However, the presence of trays with watertight water inside the refrigerator compartment could cause problems of an aesthetic and hygienic nature, especially if food comes into contact with them involuntarily.

In addition, the entire flow of air cooled by the evaporator hardly comes into contact with the surface of the water contained in said tray, making it difficult to maintain the ideal humidity level in the entire compartment in which food is stored.

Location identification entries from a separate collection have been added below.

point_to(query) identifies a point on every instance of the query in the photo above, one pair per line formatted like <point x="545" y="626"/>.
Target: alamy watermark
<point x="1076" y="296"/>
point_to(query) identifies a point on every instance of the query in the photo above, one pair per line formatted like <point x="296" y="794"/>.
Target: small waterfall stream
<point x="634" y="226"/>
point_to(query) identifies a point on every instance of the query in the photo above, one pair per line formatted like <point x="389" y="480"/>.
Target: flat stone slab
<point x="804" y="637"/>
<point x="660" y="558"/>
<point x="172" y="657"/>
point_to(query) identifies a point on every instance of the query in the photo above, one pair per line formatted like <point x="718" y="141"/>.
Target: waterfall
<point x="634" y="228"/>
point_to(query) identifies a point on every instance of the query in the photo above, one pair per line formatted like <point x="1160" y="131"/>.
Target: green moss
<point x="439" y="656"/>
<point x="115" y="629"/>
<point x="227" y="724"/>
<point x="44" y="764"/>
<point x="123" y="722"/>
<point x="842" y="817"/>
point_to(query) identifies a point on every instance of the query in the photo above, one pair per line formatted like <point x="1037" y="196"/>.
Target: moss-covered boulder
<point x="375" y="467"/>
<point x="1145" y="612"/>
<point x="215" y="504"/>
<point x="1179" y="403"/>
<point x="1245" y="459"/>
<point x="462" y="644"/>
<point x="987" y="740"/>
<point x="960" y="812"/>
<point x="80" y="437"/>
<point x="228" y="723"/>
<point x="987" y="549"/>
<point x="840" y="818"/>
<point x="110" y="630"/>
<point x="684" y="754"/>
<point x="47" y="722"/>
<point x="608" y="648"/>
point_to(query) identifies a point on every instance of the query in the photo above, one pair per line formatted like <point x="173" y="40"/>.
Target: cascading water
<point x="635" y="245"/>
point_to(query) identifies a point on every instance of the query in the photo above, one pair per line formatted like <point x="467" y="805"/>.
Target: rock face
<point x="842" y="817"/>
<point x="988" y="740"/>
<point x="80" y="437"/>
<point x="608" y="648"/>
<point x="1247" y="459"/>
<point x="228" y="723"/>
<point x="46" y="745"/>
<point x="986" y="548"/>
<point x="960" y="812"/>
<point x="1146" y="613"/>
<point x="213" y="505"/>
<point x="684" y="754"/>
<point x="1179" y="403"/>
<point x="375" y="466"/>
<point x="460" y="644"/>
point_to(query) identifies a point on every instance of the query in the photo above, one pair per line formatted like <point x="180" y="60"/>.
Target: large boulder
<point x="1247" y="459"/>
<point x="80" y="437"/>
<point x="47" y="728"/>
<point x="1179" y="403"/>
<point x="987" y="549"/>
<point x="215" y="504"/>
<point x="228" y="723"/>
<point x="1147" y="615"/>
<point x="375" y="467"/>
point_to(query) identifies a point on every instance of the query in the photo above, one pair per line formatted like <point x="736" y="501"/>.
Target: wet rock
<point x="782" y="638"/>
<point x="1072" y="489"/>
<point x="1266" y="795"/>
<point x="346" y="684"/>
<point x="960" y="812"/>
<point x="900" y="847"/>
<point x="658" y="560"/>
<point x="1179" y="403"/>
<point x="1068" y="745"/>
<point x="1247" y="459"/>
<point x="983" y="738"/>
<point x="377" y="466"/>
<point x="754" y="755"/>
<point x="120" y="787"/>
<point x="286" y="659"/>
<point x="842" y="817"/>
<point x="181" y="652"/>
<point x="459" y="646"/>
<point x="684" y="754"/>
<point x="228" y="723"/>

Equivalent means that prevent dehydration of foods stored in a domestic refrigerator, such as the "absorption mat" and / or "moisture evaporation plates" described, respectively, in WO 93/14360 and JP 238280, do not appear solve in a useful way the hygienic and functional problems mentioned above. Alternatively, to minimize undesirable drying of food stored in a refrigerator, it is known to provide a counterflow exchanger that works both to remove the moisture from the frozen air that enters the full evaporator and to return that moisture to the air before of returning to the food storage compartment.

In US 4,075,866 and US 3,455,119, said counterflow exchanger is disclosed.

Such a system is complex from a constructive point of view and introduces additional components to the refrigerator.

In US 4,272,969 a refrigerator is disclosed according to the preamble of claim 1.

The objective of the present invention is to eliminate at least part of the drawbacks described above.

Specifically, the main objective of the present invention is to provide a non-frost refrigerator provided with improved means to maintain the properties and organoleptic characteristics of the food stored therein even for long periods of time.

A second objective of the present invention is to provide a non-frost refrigerator characterized by high energy efficiency and low consumption.

Still another objective of the present invention, or at least some versions of the present invention, is to provide an improved system to illuminate the compartments of the non-frost refrigerator with reduced energy consumption and a high aesthetic and commercial value. These objectives and other advantageous results, as will be clearly seen, are achieved with a device according to the appended claims.

The characteristics of the present invention will be more clearly seen from the following description of some preferred embodiments thereof according to the patent claims, and illustrated, by a non-limiting example, in the accompanying drawings, in which:

-Figure 1 is a schematic representation of the view of a lateral longitudinal section of a nofrost refrigerator according to a first embodiment of the present invention, and an increase in the detail thereof.

-Figure 2 is a schematic representation of the view of a lateral longitudinal section of a nofrost refrigerator according to a second embodiment of the present invention, and an increase in the detail thereof.

- Figures 3a and 3b, respectively, show an axonometric and detailed view of the evaporation unit of the non-frost refrigerator of Figure 1 and / or 2.

- Figures 4 and 5 show two different views of the lighting system that is applied to the evaporation unit of the previous figures.

The characteristics of the present invention are described below, using the references included in the attached figures.

Referring to Figures 1 and 2, reference number 1 indicates a single-door and double-door non-frost refrigerator respectively. Hereinafter, for the sake of simplicity of the description, the term refrigerator will always refer to a non-frost type refrigeration apparatus.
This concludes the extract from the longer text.